Geoffrey Moore, the author of Crossing the Chasm, asserts that we must “Abandon the notion of a hierarchical model where the middle manager takes instruction from above to deploy below and takes data from below to inform above. Instead, position the middle manager as master of the interfaces with the customer and the partners, empowering them to detect, analyze, and address mismatches through negotiation, adjustment, and reform.” We can see this going on already, in companies whose leaders see the value in empowering people to take ownership of projects, customer segments, or products. It makes them more effective, and it makes their job far more interesting, which does wonders for engagement. Ultimately it leads to what Professor Haim Mendelson of Stanford Business School calls “high organizational IQ” – a quality which is fundamental if your company is to be a nimble, learning organization that confidently faces the demands of a dynamically changing marketplace and the broader environment.

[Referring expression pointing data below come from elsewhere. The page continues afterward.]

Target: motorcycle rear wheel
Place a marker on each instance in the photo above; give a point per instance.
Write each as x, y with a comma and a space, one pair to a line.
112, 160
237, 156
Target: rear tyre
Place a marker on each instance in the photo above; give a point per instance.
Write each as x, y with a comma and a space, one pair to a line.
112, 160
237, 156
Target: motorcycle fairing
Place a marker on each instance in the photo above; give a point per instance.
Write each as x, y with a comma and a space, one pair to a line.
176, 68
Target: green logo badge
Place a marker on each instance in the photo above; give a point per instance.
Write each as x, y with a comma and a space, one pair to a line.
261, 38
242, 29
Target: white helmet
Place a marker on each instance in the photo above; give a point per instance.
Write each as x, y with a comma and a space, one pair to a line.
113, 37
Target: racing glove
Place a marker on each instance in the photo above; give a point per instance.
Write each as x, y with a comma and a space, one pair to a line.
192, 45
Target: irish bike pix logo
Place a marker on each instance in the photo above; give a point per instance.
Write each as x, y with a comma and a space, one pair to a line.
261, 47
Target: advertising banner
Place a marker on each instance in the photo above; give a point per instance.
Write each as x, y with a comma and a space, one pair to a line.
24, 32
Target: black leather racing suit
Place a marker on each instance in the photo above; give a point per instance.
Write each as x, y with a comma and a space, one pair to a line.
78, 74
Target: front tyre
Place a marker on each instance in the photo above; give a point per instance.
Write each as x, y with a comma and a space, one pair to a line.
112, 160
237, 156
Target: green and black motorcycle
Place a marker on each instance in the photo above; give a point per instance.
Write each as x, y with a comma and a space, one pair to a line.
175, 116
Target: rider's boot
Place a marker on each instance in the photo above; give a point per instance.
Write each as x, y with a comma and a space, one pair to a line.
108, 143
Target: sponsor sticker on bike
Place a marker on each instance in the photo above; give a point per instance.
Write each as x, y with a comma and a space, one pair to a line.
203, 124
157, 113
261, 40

Companies with “high organizational IQ” find it easier to recruit the right people. The company as a thought leader, would that be a comfortable hat to wear? “This is a cool company, they do exciting things there.” Isn’t that an excellent thought to plant in the minds of people? Part of employees' remit must be to diligently communicate the good and interesting things going on inside the company through their social channels; not as vapid PR waffle, but as frontline reports from the life of a creative, dynamic organisation – living proof of the company taking courageous, bold steps to prepare itself for the future, and communicating this to potential recruits.